Goddamn it, she was right. I was letting those images of what they would do to her in the truck affect my judgment.
I blew out a long breath. “You’re right.”
“I mean it,” she said, knowing me, realizing how I was feeling.
“I get it. I’m not going to kill anyone.”
But I’ll make them wish I had.
“If the plan is to get you into the truck,” I said, “that’s the center of gravity of this thing. So when you’re done taking care of business, you keep going in the same direction you started. Away from the truck. I’ll handle my end, you just get out of Dodge. You understand?”
“Yes,” she said. There was no need to affect protest. She was good, but she knew I was better. Sending the target back into the center of the op would have just been stupid.
“Good. And don’t go back to your apartment when it’s done. We don’t know how they tracked you. If it’s your mobile, they could have logged your movements to your apartment, we don’t know. So when we’re done—”
“Yes, I’ll turn it off and remove the battery. Where do you want to meet?”
“There’s a park, by Sully Morland Metro.”
“The Square Henri-Galli.”
“Yes. The playground inside it, the monkey bars—I’ll meet you there and we’ll figure out what to do next. But like you say, first this.”
“Okay.”
I rotated my neck, cracking the joints, and popped my knuckles. I felt a surge of hot adrenaline spread out from my gut and it felt like coming home.
“All right,” I said. “You ready?”
She nodded and we stood. She pulled on the cream suede jacket that earlier she’d hung on the back of her chair, slipped one arm and her head through the strap of her shoulder bag, and eased the Hideaway onto the first two fingers of her right hand, concealing it alongside the shoulder bag. I drained the last two inches of wine remaining in my glass, but didn’t swallow it, instead holding it in my mouth. Delilah bid the waitress au revoir, merci, and we walked to the door, each of us eyeing the area outside. Just beyond the threshold, we paused, facing each other, and kissed in the French style, one cheek, then the other, giving each of us two opportunities to see what was waiting a little way down the street.
I squeezed her arm and she moved off, her footfalls echoing quietly on the stone sidewalk in the dark, and there was something about the sound as it faded away that almost could have panicked me. I hadn’t expected it to be so hard to let her walk alone into whatever she was facing. I suddenly wondered if I’d made a mistake, if the odds weren’t better with us sticking together. But too late to go back now.

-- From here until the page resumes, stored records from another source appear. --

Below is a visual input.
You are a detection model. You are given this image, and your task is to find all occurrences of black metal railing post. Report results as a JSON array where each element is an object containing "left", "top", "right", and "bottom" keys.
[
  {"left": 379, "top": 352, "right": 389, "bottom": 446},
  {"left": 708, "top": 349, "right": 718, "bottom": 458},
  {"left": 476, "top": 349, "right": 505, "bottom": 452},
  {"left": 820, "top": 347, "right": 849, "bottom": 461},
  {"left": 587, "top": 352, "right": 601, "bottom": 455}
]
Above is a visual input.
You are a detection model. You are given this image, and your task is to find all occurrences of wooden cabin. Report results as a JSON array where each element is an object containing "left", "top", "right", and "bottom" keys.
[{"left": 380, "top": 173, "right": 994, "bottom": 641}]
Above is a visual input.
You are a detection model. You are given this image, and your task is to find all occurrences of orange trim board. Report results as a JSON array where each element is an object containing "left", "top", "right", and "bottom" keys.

I took out my mobile as though to make a call, using it as an excuse to linger in front of the restaurant a moment longer. I kept my head down but my eyes up and saw the two on my end of the street start moving in our direction. They weren’t even looking at me. They were completely focused on Delilah. Bad enough that they’d underestimated her. But thinking I was a civilian, too… this just wasn’t going to be their night.
I glanced right. Someone had stepped out of the gloom in front of Delilah. I heard him say, “Désolé.” Someone else had peeled himself off the dark wall of the École and was moving to flank her. Delilah’s arm moved in a blur and the first guy stumbled back, clutching his face, crying out, “Ah! Putain de merde!” She’d slashed him with the Hideaway. I hoped across an eye.